L’Etat de droit que l’article 5 de notre Constitution consacre comme un des principes essentiels qui président au fonctionnement de la République implique que le respect d’un certain nombre de concept soit acquis. Concepts parmi lesquels il est admis la séparation des pouvoirs, le respect de la hiérarchie des normes juridiques, notamment la Constitution qui scelle le pacte Républicain, l’égalité de tous devant la loi y compris l’Etat lui-même et l’indépendance de l’autorité juridictionnelle.

Dans le but d’encadrer rigoureusement l’exercice de la fonction suprême de l’Etat, le constituant a, en amont, consacré, à l’article 10 alinéa 3, des mesures particulièrement restrictives concernant les personnes inéligibles. Ainsi donc « toute personne ayant acquis la nationalité gabonaise ne peut se présenter comme candidat à la Présidence de la République.
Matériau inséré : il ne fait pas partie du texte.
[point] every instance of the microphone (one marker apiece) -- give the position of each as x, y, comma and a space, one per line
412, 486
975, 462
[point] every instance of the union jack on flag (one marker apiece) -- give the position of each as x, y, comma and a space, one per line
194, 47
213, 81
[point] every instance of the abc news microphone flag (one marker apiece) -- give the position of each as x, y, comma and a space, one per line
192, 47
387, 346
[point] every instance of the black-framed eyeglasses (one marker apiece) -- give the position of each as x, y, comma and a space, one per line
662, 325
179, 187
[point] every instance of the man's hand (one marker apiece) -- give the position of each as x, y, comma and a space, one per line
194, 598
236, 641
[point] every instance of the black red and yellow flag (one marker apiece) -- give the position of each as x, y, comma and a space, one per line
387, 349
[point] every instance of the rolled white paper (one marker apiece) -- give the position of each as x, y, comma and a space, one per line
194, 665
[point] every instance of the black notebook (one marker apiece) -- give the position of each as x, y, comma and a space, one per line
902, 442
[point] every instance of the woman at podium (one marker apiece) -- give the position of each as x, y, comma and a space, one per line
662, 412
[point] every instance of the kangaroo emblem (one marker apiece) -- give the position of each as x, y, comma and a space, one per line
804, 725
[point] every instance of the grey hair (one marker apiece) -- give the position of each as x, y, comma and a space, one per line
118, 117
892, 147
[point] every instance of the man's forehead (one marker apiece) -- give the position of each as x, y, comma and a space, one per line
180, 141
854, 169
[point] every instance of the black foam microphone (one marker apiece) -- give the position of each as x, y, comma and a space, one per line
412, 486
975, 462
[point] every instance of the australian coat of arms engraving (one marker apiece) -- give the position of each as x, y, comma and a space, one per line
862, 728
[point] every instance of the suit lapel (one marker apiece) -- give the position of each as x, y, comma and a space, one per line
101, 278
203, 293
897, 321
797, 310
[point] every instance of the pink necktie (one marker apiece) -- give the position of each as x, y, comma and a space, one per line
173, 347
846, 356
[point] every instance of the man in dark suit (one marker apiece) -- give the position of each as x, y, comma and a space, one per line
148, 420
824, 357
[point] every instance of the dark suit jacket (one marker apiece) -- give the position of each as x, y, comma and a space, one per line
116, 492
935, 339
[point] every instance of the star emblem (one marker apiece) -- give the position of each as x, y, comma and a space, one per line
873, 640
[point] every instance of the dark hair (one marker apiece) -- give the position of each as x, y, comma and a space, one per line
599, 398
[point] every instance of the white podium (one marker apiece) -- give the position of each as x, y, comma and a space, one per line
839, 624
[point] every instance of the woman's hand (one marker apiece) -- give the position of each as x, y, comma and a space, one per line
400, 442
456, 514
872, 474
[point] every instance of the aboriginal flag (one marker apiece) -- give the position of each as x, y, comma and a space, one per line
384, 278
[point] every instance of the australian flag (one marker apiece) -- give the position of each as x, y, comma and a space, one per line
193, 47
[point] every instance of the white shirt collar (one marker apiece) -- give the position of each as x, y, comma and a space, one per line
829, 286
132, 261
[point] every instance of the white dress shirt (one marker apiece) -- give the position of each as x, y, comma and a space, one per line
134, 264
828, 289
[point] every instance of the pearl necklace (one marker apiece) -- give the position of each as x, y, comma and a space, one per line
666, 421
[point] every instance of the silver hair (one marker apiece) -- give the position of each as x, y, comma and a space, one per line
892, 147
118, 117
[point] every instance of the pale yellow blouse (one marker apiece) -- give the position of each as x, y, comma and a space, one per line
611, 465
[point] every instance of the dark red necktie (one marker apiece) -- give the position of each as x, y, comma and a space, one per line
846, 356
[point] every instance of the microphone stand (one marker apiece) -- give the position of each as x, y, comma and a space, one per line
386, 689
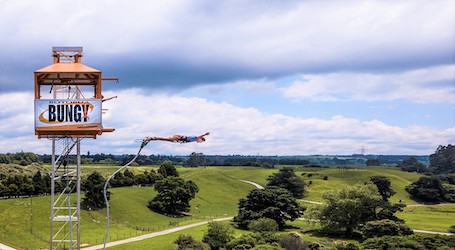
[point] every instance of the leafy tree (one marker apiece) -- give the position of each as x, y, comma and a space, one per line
272, 202
218, 235
287, 179
411, 164
263, 225
94, 187
383, 185
293, 241
244, 241
174, 195
39, 183
347, 209
427, 189
443, 160
167, 169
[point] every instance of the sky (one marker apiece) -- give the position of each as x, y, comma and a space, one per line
264, 77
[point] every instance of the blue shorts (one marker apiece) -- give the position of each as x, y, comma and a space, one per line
191, 139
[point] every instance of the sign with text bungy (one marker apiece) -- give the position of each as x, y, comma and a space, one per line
72, 114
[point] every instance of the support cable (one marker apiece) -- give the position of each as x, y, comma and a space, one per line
144, 143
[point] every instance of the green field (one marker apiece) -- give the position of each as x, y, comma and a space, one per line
24, 223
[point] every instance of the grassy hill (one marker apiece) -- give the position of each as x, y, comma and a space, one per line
24, 223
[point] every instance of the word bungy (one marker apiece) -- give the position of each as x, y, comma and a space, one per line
68, 112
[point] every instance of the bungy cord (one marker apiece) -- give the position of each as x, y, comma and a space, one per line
105, 190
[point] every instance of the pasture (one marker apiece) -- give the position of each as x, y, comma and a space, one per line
24, 223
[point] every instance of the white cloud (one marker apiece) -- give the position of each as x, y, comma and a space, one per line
136, 114
427, 85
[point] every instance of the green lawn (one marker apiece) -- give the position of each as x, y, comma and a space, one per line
24, 223
437, 218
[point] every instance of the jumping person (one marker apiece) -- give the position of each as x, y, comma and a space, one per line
179, 138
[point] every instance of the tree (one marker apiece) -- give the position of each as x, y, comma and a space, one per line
174, 195
443, 160
263, 225
287, 179
94, 187
272, 202
218, 235
381, 228
167, 169
411, 164
427, 189
383, 185
39, 183
348, 208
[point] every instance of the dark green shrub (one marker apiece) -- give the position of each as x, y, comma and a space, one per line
381, 228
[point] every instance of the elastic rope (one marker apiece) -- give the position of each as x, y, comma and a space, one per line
144, 143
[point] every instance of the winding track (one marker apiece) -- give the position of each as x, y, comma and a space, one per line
176, 229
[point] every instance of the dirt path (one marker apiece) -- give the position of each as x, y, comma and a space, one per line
254, 184
151, 235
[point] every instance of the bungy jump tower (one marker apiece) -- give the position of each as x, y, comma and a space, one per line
68, 108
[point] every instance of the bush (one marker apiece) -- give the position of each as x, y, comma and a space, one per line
218, 234
244, 241
392, 242
293, 241
262, 225
384, 227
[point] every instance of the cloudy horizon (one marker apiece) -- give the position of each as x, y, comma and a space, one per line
264, 77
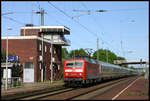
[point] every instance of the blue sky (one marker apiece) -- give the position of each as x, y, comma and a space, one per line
124, 21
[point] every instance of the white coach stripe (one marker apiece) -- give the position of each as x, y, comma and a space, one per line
124, 90
76, 70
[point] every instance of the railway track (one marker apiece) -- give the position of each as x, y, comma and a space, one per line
78, 94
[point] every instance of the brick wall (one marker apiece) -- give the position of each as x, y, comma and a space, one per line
28, 51
29, 32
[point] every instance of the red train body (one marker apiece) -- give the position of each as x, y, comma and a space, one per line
89, 71
79, 70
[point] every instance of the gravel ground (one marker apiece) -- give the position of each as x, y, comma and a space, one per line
137, 91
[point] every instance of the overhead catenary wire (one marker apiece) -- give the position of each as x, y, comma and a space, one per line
78, 22
13, 20
96, 23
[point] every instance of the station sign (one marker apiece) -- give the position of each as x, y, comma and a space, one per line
12, 58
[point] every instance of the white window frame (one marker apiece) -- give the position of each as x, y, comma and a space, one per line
40, 47
45, 48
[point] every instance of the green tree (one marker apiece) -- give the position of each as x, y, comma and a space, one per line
80, 52
15, 69
103, 54
131, 67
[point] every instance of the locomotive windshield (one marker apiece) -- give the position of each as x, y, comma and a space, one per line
74, 63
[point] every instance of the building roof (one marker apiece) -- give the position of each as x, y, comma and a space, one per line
60, 29
25, 37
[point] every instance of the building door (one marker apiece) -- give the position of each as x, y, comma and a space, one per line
28, 74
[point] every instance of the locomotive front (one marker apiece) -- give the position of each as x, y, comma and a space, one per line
74, 70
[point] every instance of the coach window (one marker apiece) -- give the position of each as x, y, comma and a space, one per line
45, 48
40, 47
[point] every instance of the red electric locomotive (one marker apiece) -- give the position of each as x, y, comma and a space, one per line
80, 71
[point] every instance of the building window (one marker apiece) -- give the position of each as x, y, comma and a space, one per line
40, 65
40, 47
50, 49
45, 48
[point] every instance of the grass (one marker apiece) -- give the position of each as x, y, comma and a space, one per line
128, 94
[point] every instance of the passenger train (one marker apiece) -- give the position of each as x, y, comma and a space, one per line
84, 70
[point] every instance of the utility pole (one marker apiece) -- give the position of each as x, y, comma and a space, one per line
6, 80
51, 63
42, 24
107, 55
42, 12
97, 42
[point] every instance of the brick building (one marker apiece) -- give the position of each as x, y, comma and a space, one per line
34, 46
Seule sa descendance ayant demeuré sans discontinuité au Gabon le peut, à partir de la quatrième génération ».

En aval, d’autres restrictions sont érigées à l’article 11, elles contribuent, également à la sécurisation de l’étendu du mandat et son renouvellement. En effet, le président en exercice après déclaration de candidature pour un nouveau mandat n’a plus la possibilité de dissoudre l’assemblée nationale et légiférer par ordonnance. L’annonce par Ali Bongo Ondimba, Président de la République, de sa candidature à l’élection présidentielle d’août 2016 l’expose directement aux dispositions de cet article.
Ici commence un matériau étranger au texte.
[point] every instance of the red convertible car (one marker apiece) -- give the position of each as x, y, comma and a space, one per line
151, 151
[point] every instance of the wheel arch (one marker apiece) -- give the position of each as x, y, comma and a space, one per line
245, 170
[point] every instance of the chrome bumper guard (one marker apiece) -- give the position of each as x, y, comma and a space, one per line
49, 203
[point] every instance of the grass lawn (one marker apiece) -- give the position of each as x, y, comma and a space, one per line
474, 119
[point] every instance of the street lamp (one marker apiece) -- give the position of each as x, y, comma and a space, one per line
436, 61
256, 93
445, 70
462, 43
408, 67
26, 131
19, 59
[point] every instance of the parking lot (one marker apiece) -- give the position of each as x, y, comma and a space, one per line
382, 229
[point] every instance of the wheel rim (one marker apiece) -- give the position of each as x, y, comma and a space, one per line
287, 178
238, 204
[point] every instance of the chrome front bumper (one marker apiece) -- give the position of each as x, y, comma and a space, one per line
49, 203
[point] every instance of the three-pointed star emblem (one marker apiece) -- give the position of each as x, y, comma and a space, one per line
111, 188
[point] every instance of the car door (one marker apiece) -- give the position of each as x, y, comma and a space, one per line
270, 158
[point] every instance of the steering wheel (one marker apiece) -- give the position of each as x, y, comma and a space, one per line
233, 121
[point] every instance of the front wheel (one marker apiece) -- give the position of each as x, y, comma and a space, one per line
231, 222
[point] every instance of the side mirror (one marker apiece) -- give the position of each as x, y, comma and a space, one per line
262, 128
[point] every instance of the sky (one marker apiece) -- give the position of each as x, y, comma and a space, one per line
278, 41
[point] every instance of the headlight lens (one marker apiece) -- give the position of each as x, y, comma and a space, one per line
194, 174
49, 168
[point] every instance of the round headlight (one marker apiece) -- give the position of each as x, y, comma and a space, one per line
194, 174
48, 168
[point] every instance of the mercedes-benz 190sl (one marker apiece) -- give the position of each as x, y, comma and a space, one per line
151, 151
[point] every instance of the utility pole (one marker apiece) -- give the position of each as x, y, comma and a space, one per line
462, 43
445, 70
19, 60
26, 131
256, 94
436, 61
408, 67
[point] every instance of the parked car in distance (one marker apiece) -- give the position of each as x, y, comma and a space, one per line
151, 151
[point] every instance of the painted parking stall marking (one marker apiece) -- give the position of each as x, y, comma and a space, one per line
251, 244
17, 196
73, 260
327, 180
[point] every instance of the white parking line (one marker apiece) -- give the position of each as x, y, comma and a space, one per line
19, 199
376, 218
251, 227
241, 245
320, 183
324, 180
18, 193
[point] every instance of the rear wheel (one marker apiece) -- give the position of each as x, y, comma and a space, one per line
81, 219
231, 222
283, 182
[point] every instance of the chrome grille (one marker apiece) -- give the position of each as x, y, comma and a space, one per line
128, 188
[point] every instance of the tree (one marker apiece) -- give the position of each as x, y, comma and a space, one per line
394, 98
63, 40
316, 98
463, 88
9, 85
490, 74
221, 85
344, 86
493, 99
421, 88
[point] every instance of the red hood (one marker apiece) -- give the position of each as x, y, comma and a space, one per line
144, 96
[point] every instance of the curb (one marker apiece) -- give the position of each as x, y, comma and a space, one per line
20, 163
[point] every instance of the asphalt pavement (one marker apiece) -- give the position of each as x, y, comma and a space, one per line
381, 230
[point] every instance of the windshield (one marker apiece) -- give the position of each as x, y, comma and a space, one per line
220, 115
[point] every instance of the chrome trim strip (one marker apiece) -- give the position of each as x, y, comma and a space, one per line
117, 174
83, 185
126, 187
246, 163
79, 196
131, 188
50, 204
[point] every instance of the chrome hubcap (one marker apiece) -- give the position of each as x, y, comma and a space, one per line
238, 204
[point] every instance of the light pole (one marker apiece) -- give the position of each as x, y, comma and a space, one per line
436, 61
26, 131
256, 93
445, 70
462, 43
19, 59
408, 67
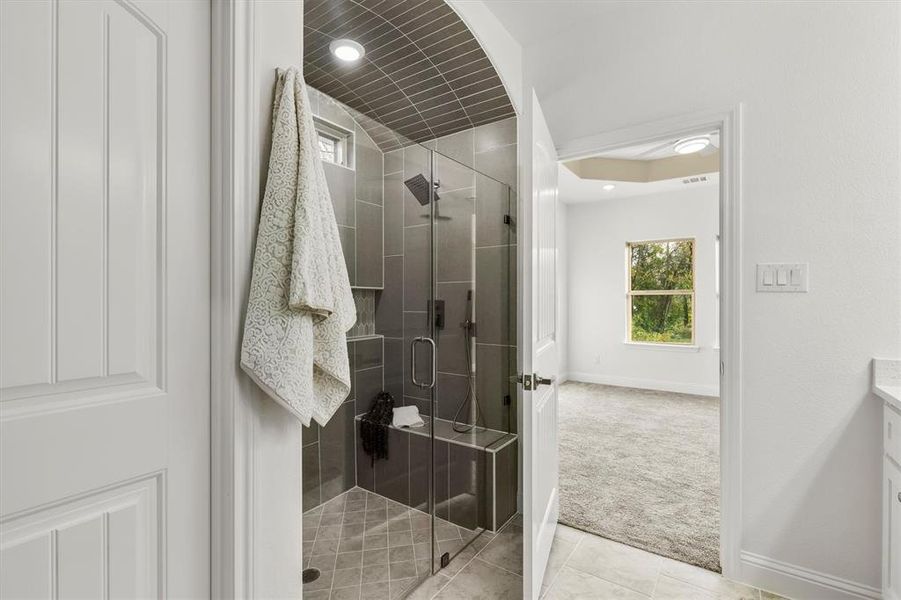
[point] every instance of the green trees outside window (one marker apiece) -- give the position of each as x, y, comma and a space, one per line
661, 291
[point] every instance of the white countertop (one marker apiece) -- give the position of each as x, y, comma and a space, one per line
887, 381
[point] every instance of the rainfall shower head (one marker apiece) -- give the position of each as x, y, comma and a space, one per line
419, 187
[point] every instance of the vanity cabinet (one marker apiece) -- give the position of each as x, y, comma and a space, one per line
891, 554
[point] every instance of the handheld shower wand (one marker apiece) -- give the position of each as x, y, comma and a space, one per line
469, 332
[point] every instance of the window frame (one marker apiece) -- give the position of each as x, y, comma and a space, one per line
343, 140
630, 293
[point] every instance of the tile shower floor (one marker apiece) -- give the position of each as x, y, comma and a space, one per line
367, 546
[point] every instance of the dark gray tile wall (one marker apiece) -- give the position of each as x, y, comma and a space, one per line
469, 230
329, 453
357, 194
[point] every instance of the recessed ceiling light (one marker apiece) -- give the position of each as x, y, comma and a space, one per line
347, 50
691, 145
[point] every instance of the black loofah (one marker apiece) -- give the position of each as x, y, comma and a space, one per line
374, 426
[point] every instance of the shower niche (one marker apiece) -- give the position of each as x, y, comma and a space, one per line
419, 146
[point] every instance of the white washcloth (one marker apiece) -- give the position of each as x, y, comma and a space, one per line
407, 416
300, 304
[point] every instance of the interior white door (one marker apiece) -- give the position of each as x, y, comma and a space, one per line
104, 298
540, 360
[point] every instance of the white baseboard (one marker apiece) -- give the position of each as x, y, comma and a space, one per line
800, 582
643, 384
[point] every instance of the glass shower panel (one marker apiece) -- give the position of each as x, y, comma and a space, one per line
472, 322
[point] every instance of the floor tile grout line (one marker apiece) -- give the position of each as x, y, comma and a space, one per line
565, 562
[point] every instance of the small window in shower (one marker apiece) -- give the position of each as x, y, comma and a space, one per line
335, 143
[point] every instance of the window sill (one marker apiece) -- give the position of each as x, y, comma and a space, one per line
665, 347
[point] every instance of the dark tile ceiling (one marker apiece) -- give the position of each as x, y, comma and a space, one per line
423, 75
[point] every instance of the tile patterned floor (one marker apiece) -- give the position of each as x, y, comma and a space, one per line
370, 547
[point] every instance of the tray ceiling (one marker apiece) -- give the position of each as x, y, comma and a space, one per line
423, 76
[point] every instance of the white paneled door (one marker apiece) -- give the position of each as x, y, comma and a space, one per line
540, 360
104, 298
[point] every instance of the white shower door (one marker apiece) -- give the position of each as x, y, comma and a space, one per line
104, 299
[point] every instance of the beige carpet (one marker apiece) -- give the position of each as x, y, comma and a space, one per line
642, 467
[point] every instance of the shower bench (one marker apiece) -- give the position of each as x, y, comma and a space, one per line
475, 473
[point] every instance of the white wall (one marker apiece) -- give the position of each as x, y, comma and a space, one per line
278, 34
819, 83
598, 233
563, 289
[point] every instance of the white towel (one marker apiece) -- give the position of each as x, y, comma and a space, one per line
407, 416
300, 304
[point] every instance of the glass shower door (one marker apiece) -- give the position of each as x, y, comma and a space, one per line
472, 323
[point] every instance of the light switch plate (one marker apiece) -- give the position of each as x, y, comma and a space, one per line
782, 277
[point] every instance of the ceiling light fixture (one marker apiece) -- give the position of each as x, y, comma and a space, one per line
691, 145
347, 50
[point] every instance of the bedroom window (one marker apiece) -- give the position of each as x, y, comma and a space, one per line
660, 297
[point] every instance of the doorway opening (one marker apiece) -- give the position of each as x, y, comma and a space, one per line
640, 413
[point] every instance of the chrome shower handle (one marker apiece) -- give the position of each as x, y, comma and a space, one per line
431, 342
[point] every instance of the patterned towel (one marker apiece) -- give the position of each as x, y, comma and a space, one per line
300, 305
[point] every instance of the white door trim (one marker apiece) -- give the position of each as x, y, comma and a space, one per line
232, 159
729, 123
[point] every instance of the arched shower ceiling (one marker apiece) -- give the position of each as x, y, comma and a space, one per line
424, 75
De l’impossibilité d’anticiper ou de retarder l’élection

Aux termes de l’article 11 alinéa premier : « le mandat du Président de la République débute le jour de sa prestation de serment et prend fin à l’expiration de la septième année suivant son élection ». Autrement  dit, il est impossible pour le président de la République d’anticiper une élection présidentielle. Laquelle est circonscrite dans une période septennale qui prend effet au moment de la prestation de serment et s’achève au seuil de la septième année.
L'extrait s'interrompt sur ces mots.